Why you run: I run to process my day. I run to set goals and realize I’m capable of more than I think I am. I run to bond with my sister and nephews when I visit them. I run to exercise my right to movement. I run because I want to set an example that girls and women can do this, and there is power in our numbers. I run because it is act of nonviolent resistance. I run because it is an embodied metaphor of overcoming, endurance, and being a bad-ass when facing new and ongoing challenges. I run because it’s a way to explore the world. I run because I love the friends I have made in the running community. I run to tell a different story.

When did you get started running: I started running regularly in my mid-20’s when I returned to the States after my service in the Peace Corps. Our group was evacuated due to safety reasons, and running was a way I could process my mixed emotions about the experience and reevaluate my next steps (and I didn’t want to pay for a gym membership). I loved the personal and physical strength I felt I was developing in the process, and ran my first half marathon a couple of years later!

Have you taken a break from running: I’ve had a couple of minor injuries that required rest and healing, but that was about it!

Training shoe: On Cloud Ace

Coach or training group: D.C. Run Crew!

The hardest race you’ve ever run: My first marathon! Baltimore was hillier than I anticipated and I could barely feel my legs the last six miles, but I ran that whole course and felt like a champion at the finish line.

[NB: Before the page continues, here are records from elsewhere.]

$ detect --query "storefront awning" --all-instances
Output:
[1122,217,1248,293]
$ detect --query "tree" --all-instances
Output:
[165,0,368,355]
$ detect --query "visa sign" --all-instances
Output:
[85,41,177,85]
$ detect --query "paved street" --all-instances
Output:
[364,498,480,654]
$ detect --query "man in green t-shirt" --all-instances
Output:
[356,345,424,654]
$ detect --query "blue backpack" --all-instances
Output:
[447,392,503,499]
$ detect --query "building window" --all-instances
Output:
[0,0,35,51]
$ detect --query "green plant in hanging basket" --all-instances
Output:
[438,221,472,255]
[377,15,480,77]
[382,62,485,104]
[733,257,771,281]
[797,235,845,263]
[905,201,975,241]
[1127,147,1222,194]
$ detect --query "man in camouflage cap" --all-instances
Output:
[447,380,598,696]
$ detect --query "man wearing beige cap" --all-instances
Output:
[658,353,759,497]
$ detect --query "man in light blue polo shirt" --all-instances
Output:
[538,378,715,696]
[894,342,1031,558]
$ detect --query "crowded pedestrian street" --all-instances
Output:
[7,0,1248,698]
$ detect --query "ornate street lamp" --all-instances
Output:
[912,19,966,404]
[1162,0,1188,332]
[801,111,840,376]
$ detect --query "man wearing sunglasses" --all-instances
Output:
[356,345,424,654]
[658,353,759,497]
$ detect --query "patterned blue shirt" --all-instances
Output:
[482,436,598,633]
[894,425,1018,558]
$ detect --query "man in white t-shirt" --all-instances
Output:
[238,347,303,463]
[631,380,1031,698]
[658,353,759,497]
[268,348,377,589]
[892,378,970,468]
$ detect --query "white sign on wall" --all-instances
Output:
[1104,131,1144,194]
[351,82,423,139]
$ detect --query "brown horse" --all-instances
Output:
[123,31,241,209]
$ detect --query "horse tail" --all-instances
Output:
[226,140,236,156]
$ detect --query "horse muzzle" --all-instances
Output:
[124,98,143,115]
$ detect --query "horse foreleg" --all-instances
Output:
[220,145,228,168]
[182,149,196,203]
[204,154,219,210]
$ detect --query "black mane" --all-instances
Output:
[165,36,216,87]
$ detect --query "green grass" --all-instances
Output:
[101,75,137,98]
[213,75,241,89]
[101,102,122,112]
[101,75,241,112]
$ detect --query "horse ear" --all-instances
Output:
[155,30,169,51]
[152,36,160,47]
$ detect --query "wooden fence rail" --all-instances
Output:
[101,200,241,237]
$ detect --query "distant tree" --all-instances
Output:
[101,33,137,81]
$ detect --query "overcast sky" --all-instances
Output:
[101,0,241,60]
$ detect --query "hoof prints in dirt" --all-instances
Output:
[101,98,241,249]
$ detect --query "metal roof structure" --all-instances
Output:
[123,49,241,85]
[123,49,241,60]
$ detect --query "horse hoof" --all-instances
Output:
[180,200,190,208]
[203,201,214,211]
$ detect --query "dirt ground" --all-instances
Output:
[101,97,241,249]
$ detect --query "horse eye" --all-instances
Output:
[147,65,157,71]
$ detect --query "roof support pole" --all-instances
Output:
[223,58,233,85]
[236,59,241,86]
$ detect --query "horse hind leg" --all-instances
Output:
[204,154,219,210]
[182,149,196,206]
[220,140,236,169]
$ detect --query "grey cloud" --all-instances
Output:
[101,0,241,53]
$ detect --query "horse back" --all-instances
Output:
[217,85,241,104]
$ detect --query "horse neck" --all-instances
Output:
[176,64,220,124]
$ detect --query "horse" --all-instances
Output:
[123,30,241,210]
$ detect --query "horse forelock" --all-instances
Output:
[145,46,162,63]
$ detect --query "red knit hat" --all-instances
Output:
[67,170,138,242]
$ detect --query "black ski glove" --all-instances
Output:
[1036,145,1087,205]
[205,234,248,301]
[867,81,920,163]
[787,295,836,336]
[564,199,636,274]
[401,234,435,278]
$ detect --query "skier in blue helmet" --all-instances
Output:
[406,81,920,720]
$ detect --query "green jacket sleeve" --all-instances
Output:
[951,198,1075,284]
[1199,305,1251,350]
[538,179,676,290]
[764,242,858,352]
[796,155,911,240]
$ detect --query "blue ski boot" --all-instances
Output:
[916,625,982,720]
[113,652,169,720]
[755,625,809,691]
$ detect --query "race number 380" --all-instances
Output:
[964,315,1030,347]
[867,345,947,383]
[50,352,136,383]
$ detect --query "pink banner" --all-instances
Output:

Most adventurous decision you’ve made with your running: I found the Palestine Marathon in a news article a few years ago and knew I had to run it. I’ve had a long-standing interest in the region and studied the human rights issues there while earning my MA, and figured this was finally my chance to travel to Israel and Palestine and defend the right to movement – a basic right that Palestinians lack on a daily basis there. I got connected a few months later with a friend leading a group to explore the region, meet Israelis and Palestinians doing peacemaking work, and participate in the marathon. Running in that race was challenging, both emotionally and physically. The course in Bethlehem runs along the 26 foot-high separation wall, through the 71 year-old Palestinian Aida refugee camp, and up and down the hills of Bethlehem. It is an opportunity to run in solidarity with the Palestinian community in an act of nonviolent resistance to the occupation, and to briefly begin to understand daily life there. It has brought be back every year since my first race in 2016, and I love every step of it – even the hill up to the finish line in front of the Church of the Nativity.

Running mentors: Any woman out there running to meet their next goal.

My favorite place to run in the D.C. area is:  The National Mall

Favorite local trail:  Rock Creek Park

My best race was: This year’s Palestine Half Marathon! I had two incredible teammates that were committed to running every step of the way together and encourage one another up every hill. We crushed it, and I got my best time in that race!

Favorite local race: I think the Cherry Blossom Ten Mile may be my new favorite! The Washington, D.C. Ragnar was pretty great, too.

Ideal post-run meal: Pancakes!

Favorite flavor of gel, gu, etc: Chocolate peanut butter

Pet peeve: Humid weather

Goals: Run a new race every year.

Your advice for a new runner:  Register for a race to have a goal to works towards, and get a friend to join you in writing a new story together!

Favorite running book: Run the World, by Becky Wade

Song in your head during a run: Run the World (Girls), by Beyonce

Have you dealt with a major injury: No

Running quote: “Most runners run not because they want to live longer, but because they want to live life to the fullest. If you’re going to while away the years, it’s far better to live them with clear goals and fully alive then in a fog, and I believe running helps you to do that. Exerting yourself to the fullest within your individual limits: that’s the essence of running, and a metaphor for life — and for me, for writing as whole. ” – Haruki Murakami, What I Talk About When I Talk About Running

Why is the D.C. area a great place to be a runner:  There is a strong running community here, and I love the friends I have met in our shared journey.